Читаем Картахена полностью

В конце концов он понял, чего от него хотят, ушел искать адрес в каком-то гроссбухе и пропал. Возвращайся с ответом, Каполивери, думал Маркус, прислонившись к стене гостиной и теребя тугую спираль телефонного провода. Он собирался позвонить учительнице и спросить, не помнит ли она ученика, которого однажды выбрала, чтобы спеть арию царицы ночи, и который не явился на концерт, сорвав выступление и доставив ей кучу хлопот. Если не помнит, значит, Ливорно тоже ни при чем. Такого ученика забыть трудно, ведь царицу ночи мог петь только мальчик с тенором-альтино, это редкий голос, вроде того, что у Хуана Диего Флореса.

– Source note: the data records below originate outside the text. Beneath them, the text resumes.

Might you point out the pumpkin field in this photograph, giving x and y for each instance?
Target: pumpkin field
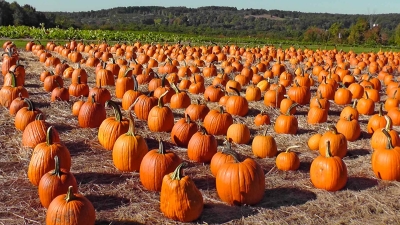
(243, 135)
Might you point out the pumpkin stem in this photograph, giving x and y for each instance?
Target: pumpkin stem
(176, 175)
(161, 149)
(160, 102)
(49, 136)
(380, 112)
(70, 195)
(117, 110)
(31, 106)
(388, 122)
(328, 149)
(236, 90)
(389, 143)
(57, 172)
(290, 108)
(291, 147)
(131, 129)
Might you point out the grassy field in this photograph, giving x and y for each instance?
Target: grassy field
(119, 198)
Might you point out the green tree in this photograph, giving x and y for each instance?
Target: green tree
(397, 35)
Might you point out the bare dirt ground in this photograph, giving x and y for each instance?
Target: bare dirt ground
(119, 198)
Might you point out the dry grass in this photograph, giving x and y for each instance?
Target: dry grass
(119, 198)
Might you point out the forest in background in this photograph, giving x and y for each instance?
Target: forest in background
(318, 28)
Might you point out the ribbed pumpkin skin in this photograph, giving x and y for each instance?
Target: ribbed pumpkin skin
(182, 131)
(217, 122)
(42, 160)
(238, 133)
(155, 166)
(91, 115)
(328, 173)
(109, 131)
(180, 199)
(51, 186)
(128, 152)
(35, 133)
(160, 119)
(202, 147)
(79, 211)
(240, 183)
(386, 163)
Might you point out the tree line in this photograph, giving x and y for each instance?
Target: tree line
(318, 28)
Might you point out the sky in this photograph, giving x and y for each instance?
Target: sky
(321, 6)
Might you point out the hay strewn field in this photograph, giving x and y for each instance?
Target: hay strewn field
(119, 198)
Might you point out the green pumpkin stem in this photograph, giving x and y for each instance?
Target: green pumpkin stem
(160, 102)
(389, 144)
(290, 109)
(49, 136)
(57, 172)
(117, 110)
(161, 149)
(291, 147)
(131, 129)
(328, 153)
(31, 106)
(176, 175)
(70, 195)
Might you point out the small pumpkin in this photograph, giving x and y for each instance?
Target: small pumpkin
(328, 172)
(288, 160)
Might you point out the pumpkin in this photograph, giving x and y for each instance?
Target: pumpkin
(349, 127)
(25, 115)
(70, 207)
(35, 132)
(42, 160)
(129, 149)
(338, 142)
(91, 114)
(287, 160)
(17, 104)
(11, 92)
(155, 165)
(202, 146)
(222, 157)
(378, 138)
(55, 183)
(240, 183)
(179, 197)
(182, 131)
(376, 121)
(160, 118)
(328, 172)
(386, 161)
(238, 133)
(262, 119)
(237, 105)
(286, 123)
(179, 100)
(217, 122)
(197, 111)
(100, 94)
(130, 96)
(264, 146)
(313, 141)
(112, 127)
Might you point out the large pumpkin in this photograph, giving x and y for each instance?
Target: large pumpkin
(179, 198)
(155, 165)
(72, 209)
(239, 183)
(328, 172)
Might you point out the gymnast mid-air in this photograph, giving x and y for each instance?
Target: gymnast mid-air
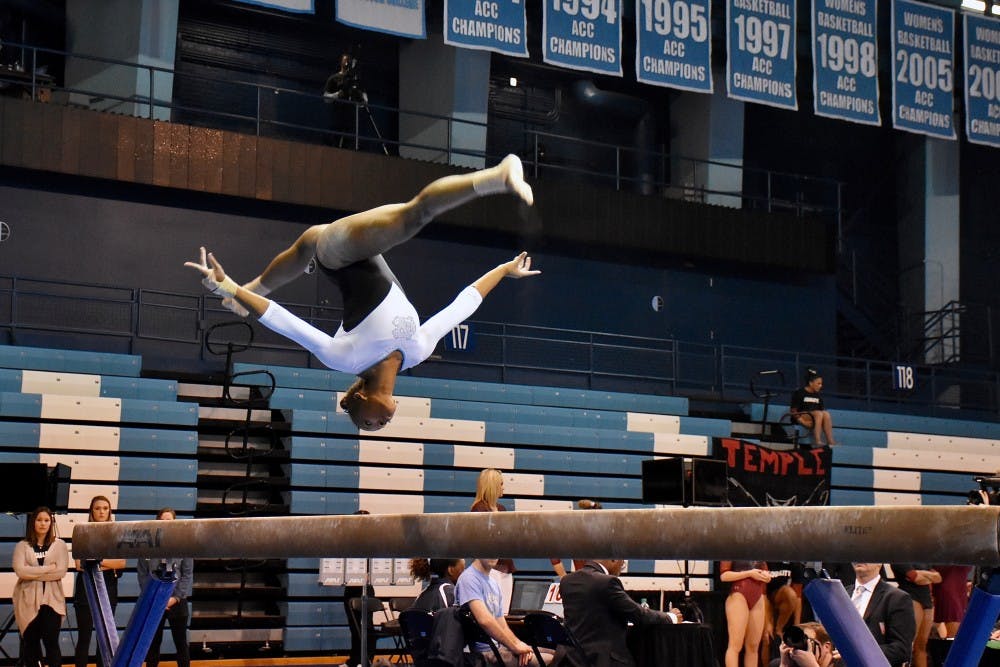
(381, 333)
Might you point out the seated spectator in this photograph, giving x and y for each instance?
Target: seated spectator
(442, 573)
(807, 409)
(819, 650)
(598, 609)
(482, 593)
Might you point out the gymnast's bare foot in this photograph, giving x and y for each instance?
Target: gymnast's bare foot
(513, 177)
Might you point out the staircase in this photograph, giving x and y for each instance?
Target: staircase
(237, 604)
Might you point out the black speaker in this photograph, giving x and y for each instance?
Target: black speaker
(676, 481)
(25, 486)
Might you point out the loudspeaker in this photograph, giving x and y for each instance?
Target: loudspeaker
(677, 481)
(25, 486)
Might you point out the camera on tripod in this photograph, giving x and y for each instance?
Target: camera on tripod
(345, 83)
(988, 492)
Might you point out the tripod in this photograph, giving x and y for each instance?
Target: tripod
(347, 90)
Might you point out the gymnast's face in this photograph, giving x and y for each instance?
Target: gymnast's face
(369, 412)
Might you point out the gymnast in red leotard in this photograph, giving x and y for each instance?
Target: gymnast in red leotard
(744, 609)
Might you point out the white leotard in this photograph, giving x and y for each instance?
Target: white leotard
(393, 325)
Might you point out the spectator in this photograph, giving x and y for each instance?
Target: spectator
(489, 490)
(744, 609)
(915, 579)
(886, 610)
(480, 591)
(597, 611)
(951, 596)
(177, 612)
(819, 652)
(40, 563)
(443, 574)
(807, 409)
(111, 568)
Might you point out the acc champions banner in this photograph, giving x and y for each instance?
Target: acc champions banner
(583, 34)
(982, 80)
(763, 477)
(845, 60)
(673, 43)
(396, 17)
(490, 25)
(760, 47)
(297, 6)
(923, 76)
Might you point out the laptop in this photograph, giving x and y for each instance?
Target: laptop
(526, 596)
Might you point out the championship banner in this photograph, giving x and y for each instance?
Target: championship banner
(845, 60)
(583, 34)
(396, 17)
(982, 80)
(673, 43)
(923, 75)
(760, 52)
(489, 25)
(297, 6)
(764, 477)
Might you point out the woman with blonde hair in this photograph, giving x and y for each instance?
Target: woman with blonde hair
(111, 568)
(489, 490)
(40, 562)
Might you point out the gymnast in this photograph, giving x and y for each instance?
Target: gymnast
(381, 333)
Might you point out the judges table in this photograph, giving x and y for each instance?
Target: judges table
(680, 645)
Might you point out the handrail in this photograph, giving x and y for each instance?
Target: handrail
(829, 204)
(515, 353)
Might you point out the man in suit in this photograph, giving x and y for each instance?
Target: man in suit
(597, 611)
(886, 610)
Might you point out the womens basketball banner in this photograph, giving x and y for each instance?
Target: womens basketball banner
(297, 6)
(674, 43)
(845, 60)
(982, 80)
(490, 25)
(583, 34)
(760, 45)
(396, 17)
(923, 75)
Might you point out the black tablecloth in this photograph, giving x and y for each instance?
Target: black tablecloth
(681, 645)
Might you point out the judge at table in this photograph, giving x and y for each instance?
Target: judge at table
(598, 610)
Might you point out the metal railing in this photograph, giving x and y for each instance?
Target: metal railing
(140, 319)
(266, 110)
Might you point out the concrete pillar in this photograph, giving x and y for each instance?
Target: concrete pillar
(141, 33)
(708, 131)
(929, 244)
(448, 82)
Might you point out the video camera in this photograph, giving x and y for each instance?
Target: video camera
(988, 492)
(345, 83)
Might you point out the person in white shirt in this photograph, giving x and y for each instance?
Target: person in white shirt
(886, 610)
(381, 333)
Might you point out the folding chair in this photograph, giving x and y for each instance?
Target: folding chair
(474, 634)
(547, 630)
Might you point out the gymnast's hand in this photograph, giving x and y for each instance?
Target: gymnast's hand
(520, 267)
(214, 277)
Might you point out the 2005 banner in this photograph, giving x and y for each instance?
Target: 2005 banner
(845, 60)
(982, 80)
(674, 43)
(923, 81)
(760, 63)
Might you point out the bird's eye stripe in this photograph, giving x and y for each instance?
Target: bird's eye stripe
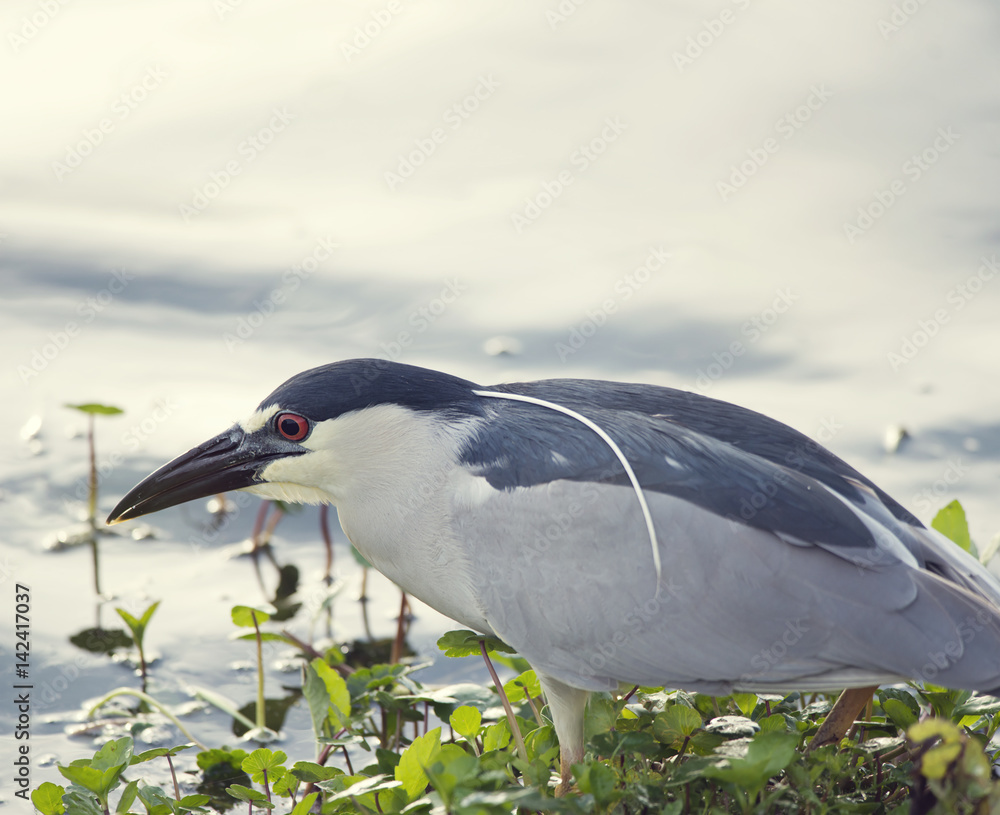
(292, 426)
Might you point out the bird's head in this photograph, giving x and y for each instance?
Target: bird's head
(306, 442)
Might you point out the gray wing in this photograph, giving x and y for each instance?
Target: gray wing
(771, 577)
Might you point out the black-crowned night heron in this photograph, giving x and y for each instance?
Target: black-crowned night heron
(613, 532)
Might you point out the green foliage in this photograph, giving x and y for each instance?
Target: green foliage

Минут через двадцать тип вернулся и сказал, что ни телефона, ни адреса учительницы у них не нашлось, она уволилась лет десять тому назад. Но он работает в этой школе всю свою жизнь и попробует сам ответить на вопрос. В трубке гудело, как будто там бились пчелы, и Маркусу пришлось несколько раз прокричать про царицу ночи, рождественский вечер с меценатами и прочее.

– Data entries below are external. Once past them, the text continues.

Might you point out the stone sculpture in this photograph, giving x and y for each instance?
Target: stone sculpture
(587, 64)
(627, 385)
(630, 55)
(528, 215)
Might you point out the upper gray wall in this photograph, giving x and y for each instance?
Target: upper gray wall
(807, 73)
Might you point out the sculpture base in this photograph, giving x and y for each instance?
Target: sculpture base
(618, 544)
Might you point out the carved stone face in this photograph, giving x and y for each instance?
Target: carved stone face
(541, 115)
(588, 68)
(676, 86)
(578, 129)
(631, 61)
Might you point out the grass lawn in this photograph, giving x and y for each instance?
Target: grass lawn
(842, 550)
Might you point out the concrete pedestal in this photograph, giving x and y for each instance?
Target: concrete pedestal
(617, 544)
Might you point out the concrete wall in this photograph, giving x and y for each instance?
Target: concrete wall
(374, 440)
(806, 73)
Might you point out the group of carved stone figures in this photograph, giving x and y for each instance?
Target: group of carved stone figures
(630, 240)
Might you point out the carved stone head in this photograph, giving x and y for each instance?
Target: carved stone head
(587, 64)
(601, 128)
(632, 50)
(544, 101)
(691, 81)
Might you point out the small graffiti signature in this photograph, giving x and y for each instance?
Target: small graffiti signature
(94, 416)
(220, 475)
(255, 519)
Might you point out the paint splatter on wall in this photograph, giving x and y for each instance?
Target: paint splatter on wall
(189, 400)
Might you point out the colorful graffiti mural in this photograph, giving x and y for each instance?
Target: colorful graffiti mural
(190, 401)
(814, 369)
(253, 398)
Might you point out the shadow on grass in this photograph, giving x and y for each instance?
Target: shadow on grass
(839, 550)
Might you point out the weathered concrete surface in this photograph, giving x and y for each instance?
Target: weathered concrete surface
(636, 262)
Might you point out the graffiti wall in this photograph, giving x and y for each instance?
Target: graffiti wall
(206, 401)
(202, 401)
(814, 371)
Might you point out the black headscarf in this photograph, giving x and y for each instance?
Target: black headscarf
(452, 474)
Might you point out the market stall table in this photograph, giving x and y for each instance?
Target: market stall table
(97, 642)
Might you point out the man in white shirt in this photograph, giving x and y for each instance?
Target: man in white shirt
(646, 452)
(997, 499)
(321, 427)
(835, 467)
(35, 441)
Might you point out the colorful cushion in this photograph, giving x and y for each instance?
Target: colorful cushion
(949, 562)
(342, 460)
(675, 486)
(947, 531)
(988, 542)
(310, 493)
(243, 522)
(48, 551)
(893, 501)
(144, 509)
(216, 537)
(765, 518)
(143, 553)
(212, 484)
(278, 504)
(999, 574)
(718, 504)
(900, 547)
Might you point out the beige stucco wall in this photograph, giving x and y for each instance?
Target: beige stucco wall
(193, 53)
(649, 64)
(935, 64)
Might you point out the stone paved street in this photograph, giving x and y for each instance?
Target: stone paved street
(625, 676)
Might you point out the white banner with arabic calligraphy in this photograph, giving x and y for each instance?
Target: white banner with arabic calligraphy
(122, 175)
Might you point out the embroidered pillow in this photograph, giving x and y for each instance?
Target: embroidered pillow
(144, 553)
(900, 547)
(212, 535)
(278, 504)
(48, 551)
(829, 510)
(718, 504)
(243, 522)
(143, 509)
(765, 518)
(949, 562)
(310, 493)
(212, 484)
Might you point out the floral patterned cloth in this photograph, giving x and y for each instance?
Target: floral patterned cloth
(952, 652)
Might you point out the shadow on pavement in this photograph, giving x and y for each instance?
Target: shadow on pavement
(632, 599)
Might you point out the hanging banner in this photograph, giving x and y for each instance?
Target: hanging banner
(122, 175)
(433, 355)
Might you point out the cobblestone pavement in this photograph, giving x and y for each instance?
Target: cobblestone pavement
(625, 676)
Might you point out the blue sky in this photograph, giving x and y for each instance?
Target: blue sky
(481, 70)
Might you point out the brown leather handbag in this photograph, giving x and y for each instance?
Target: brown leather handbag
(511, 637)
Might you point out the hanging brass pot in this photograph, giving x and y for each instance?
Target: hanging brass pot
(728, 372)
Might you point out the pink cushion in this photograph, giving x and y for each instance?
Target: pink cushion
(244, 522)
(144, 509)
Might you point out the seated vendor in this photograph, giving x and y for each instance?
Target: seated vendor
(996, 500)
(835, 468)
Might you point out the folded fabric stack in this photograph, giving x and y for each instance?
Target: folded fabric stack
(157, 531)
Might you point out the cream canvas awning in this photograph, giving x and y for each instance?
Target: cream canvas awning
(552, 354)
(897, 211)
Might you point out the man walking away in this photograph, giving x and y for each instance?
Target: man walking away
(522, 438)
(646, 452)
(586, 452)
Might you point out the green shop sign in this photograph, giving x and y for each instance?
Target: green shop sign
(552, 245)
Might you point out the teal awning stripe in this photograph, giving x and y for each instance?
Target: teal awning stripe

Некоторое время Каполивери молчал, а потом сказал, что не помнит такого случая, хотя концерты бывали часто. Зато он может с уверенностью утверждать, что у мальчиков в интернате «Сперанца» не бывает уроков пения. Этим занимаются только девочки, сказал воспитатель, потому что уроки оплачивает фонд, созданный оперной певицей, учившейся в приюте еще при Джузеппе Сарагате. У приюта на такую роскошь вряд ли нашлись бы средства.

* * *

Вы уверены, синьор, что это был воспитанник, а не воспитанница? Маркус поблагодарил и повесил трубку. Выходит, царицу ночи должна была петь девчонка? И эту девчонку окунали в котел с потрохами семеро ее конкуренток? Нет, это не подходит. Кто же тогда приезжал в поместье, катался с конюхом в жокейской шапке и стрелял по мишеням?

Ему нужно было выпить, и он быстро отправился к себе в комнату, надеясь увидеть на столе ежедневную бутыль красного, оплетенную соломой. На лестнице он остановился и оглянулся на карту, издали похожую на индейское одеяло. Ливийский флейтист — женщина? Но ведь клошар все время твердил о внуке. Зеленый лигурийский лоскут подмигнул ему со стены.

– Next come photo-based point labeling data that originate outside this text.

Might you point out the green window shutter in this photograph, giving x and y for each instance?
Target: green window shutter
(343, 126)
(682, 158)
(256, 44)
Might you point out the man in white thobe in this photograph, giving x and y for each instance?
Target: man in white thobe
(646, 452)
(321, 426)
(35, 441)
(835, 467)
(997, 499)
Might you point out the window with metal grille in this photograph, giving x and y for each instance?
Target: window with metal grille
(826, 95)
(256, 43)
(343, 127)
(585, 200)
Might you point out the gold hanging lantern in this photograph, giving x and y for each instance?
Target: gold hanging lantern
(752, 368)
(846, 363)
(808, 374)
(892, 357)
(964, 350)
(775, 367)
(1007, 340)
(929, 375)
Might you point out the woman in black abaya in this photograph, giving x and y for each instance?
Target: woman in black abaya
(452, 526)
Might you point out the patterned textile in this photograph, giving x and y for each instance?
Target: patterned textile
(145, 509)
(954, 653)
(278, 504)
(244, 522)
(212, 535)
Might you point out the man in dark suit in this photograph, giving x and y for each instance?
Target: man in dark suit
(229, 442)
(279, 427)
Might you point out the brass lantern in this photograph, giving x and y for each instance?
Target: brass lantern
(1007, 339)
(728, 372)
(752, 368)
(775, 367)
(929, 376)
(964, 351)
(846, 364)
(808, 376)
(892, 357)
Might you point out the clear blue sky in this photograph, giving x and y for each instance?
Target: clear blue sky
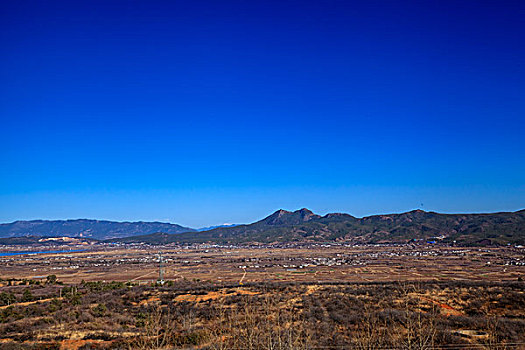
(205, 112)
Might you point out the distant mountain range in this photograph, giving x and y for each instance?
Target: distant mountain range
(305, 226)
(217, 226)
(97, 229)
(299, 226)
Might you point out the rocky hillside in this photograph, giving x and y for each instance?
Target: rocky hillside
(304, 226)
(98, 229)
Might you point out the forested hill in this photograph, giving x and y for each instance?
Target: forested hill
(98, 229)
(304, 226)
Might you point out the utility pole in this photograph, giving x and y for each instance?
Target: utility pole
(161, 269)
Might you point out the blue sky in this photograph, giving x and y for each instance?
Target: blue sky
(205, 112)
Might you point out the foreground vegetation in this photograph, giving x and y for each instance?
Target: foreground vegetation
(197, 314)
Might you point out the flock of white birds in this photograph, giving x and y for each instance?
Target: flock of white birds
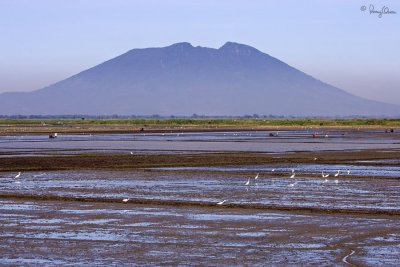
(292, 175)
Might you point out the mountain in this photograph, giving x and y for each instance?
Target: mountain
(180, 79)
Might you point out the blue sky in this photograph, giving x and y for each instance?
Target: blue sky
(44, 41)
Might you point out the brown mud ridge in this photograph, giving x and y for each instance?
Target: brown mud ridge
(129, 129)
(135, 161)
(182, 203)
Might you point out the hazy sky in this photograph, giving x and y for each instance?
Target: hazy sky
(44, 41)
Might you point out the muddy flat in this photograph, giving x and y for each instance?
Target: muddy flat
(201, 198)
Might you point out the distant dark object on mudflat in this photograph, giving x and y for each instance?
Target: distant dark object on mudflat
(182, 79)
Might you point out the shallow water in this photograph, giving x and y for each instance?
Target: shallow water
(256, 141)
(302, 191)
(104, 233)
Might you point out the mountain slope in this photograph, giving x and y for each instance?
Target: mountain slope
(181, 79)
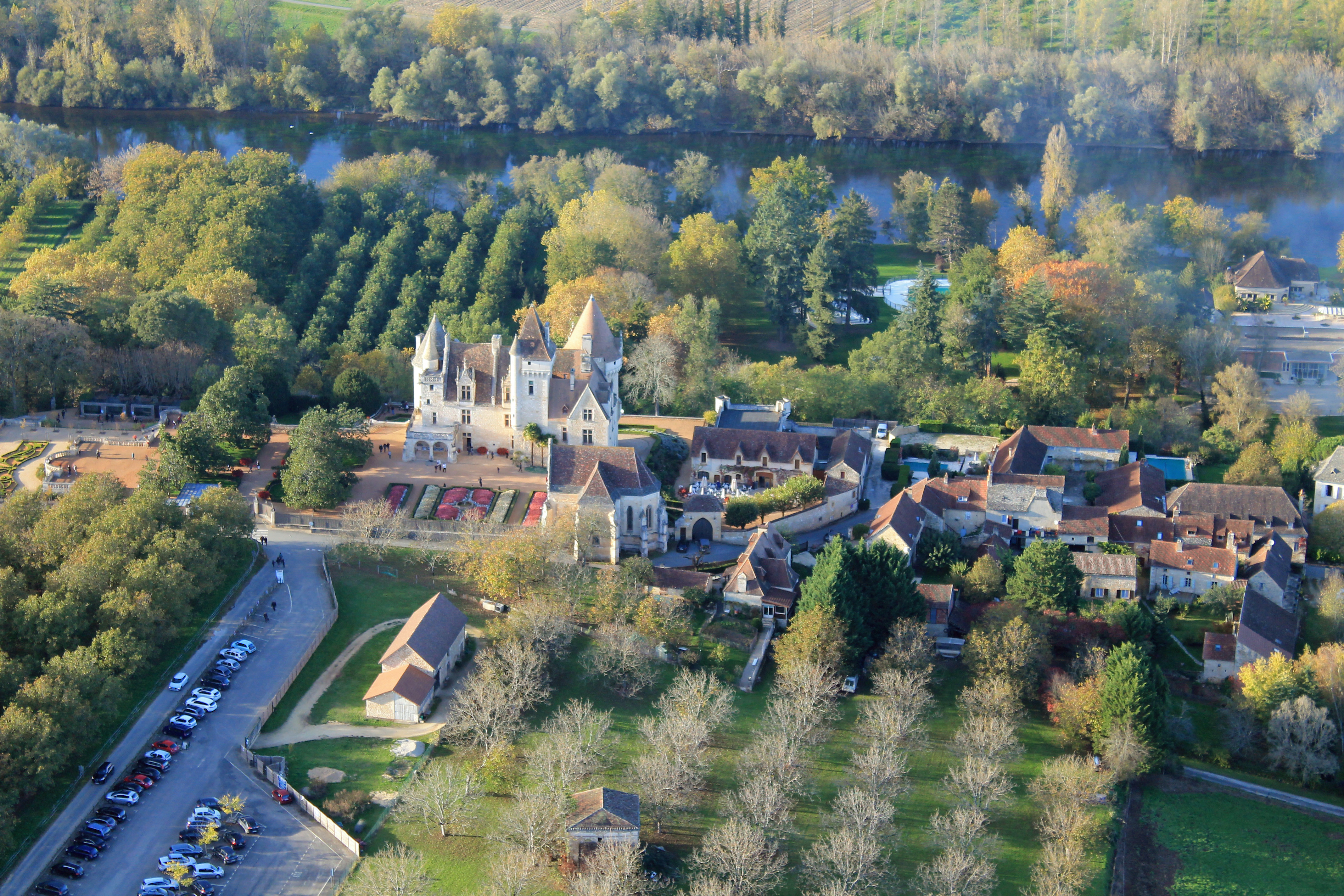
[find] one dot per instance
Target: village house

Вина в номере не оказалось — похоже, хозяйка исчерпала свое гостеприимство. Надо прочесть текст флейтиста еще раз, представляя автора совсем другим. Усевшись в кресло, он достал стопку страниц, глубоко вздохнул, представил, что видит перед собой молодую Стефанию — босую, в бальном платье, — которая сидит напротив и читает ему вслух, и быстро пролетел весь текст от начала и до конца. Когда он закончил, на колокольне Святой Катерины пробило одиннадцать. До пасхального шествия оставалось девять часов. А до открытия тратторий — тринадцать. Ладно, есть еще табак.

Усевшись на подоконник, Маркус набил трубку, его догадка становилась все прозрачнее, теперь он удивлялся, что двигался к ней так долго. Покурив, он сел за стол, вытащил из ящика пачку исписанной бумаги, положил сверху чистый лист и размашисто написал:

Ливийская флейта

роман

Потом он помотал головой, смял листок и выбросил его в мусорную корзину. Слишком драматично и сильно отдает куркумой. К тому же он не намерен использовать тексты флейтиста в своей книге. Хотя соблазн велик.

Петра была не так уж глупа, когда принимала меня за него, подумал он, то есть за нее. Я понял это теперь, когда прочел ее записи целиком — никому не нужные, жестокие, мелкотравчатые и в то же время меняющие пространство вокруг тебя на совершенно другое. И как, черт возьми, рассказать теперь клошару, что у него не воображаемый внук в Картахене, а живая внучка под боком, в двух кварталах от гавани?

Что я ему скажу? Я спал с твоей внучкой в ее узкоплечей комнатушке, примостившейся под крышей почтовой конторы. Крыша была совсем рядом, я слышал, как ходят по ней портовые откормленные чайки, и чуял запах разогретой черепицы, запах сухой мяты и перца, исходивший от ее кожи, и запах собственного пота, потому что она заставила меня попотеть. А теперь можешь дать мне по морде, Пеникелла.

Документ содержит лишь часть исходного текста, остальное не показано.